Bu ayin sahnesinde maskesinin altından yenilikçi vurgusuyla propaganda yapan başkan adayının çıkması da şaşırtıcıydı. Film bu açılardan Amerikan siyasetine dair eleştiriler de dile getiriyor gibiydi ama ben pek yakalayabildiğimi söyleyemeyeceğim.
Big Dan'in İncil ile kandırması kısmı da kendi çıkarları uğruna insanları aldatmak için dinin kullanılmasına eleştiri olarak aldığım bir kısımdı.
Başka dini motifler de söz konusuydu filmde. Nehirde Delmar'ın vaftiz sahnesi gibi. Ama bu kısımların bir eleştirisi veya bir mânâsı varsa da yorumlayabilecek kadar bilgiye sahip değilim.
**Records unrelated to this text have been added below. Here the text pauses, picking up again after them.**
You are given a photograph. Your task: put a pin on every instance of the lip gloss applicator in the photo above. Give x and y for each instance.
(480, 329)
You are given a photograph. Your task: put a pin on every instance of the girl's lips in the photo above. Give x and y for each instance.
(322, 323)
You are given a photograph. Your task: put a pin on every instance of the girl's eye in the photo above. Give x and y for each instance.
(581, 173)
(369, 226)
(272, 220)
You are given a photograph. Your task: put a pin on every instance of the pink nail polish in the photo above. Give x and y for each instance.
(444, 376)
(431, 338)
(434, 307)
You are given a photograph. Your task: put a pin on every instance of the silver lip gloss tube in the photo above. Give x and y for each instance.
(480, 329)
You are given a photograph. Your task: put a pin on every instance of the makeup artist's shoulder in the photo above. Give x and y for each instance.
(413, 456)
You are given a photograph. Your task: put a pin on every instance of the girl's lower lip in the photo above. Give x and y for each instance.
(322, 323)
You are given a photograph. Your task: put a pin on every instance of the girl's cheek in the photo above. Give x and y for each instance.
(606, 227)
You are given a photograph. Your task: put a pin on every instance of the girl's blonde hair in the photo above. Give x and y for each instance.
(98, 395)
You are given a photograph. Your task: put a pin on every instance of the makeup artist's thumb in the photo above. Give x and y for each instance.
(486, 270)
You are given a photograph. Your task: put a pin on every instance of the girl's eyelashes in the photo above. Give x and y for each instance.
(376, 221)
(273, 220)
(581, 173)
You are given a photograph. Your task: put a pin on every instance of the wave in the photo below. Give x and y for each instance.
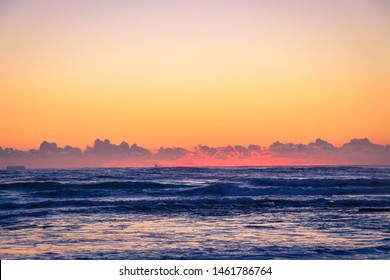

Bunun etkisi de olabilir lakin biraz fuzuli uzatılmış hissiyatı verdi o kısımlar.
Yine de din ve hayat bağlamında insanın hatalarından, günahlarından arınması, gerçek kurtuluş nasıl olur üzerine düşündürmesi de filmin güzel yanlarındandı. Aradıkları parayı bulamadılar ama hayatta umduklarından bambaşka pek çok hazine buldular.
.
.
.
.
.
.
.
.
.
.
.
.
.
.
.
⚠️Spoiler bitti⚠️
Kısacası izlemesi keyifli bir filmdi ama biraz daha komedi unsuru eklenseydi, izleyiciyi daha iyi tutardı diye düşünüyorum. Bu hâliyle arada biraz sıktı. Gereksiz uzatılmış hissiyatı veren sahnelerin olması filmin akışını birazcık sekteye uğratmış.